Although the story is not well written with respect to plot, conflict, tense, meaning, etc. it truly is a Le Fanu story: his writing style, his putting down words, is very recognizable.
I picked Le Fanu's collection of tales 'In a Glass Darkly' two years ago as a book to read by my own book club (we only read world classics). I already heard of 'Carmilla', but when I read the whole collection, many tales immediately became one of my favorites ever (in particular 'Green Tea' and 'The Room in the Dragon Volant' - the former a really good Victorian weird tale, the latter an interesting Victorian mystery, both full of plot and good use of storytelling techniques).
I mention this, because there HAS to be a reason why Le Fanu wrote an Authentic Narrative as it is. I agree it probably has to do with being it some sort of writing experiment (with a really not satisfying outcome).
In the collection 'In a Glass Darkly', Le Fanu uses a frame story to fuse the stories together. The way in which he did this also really didn't work. The stories, he tells the reader, are cases of a psychiatrist (like the events in An Authentic Narrative is a bare list of unexplained happenings); they should clarify how he resolved/explained the strange things happened to his patients - which he absolutely does not. Maybe this also was a satire on aristocracy or maybe psychiatry, who knows?
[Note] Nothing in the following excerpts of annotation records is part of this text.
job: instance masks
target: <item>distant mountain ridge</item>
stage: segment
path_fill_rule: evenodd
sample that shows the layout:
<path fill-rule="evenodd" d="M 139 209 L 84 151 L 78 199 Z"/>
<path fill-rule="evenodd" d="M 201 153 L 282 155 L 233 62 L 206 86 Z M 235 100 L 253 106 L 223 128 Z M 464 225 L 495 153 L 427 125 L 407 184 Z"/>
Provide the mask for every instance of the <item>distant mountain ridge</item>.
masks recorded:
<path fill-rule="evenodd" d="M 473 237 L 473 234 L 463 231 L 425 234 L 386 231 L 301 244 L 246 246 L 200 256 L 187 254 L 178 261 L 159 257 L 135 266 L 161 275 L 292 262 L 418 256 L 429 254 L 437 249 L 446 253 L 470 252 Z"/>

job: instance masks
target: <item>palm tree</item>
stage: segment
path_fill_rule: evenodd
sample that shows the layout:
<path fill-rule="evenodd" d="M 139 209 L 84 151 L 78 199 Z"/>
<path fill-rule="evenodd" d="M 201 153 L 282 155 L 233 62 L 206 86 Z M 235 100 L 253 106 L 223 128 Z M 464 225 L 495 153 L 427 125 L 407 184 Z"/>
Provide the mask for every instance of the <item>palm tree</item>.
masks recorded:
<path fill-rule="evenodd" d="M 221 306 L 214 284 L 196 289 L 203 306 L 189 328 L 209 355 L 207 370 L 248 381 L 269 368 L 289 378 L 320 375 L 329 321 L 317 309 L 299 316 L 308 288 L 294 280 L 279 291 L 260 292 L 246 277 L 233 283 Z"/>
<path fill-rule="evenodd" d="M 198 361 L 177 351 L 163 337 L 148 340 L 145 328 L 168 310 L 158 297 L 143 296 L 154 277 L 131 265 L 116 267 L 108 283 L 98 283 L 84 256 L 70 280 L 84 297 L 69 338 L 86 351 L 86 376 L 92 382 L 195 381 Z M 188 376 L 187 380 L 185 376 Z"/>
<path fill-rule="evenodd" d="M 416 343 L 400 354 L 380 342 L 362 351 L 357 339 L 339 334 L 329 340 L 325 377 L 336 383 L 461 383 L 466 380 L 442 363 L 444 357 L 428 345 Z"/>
What IS interesting in this frame story is that Le Fanu uses the psychiatrist to tell us about the theories of Emanuel Swedenborg, the famous 18th century mystic, who posited a so called Swedenborgian Space, the realm between the living (body) and the dead (soul). It greatly influenced the spiritist movement and ghost stories in Le Fanu's time, and I believe Le Fanu himself was an advocate of it. Although An Authentic Narrative is almost too much rationalist, Le Fanu leaves all this explanatory Swedenborgian stuff out of it. It cannot be otherwise: Le Fanu must have left all this sort of things out of the tale on purpose.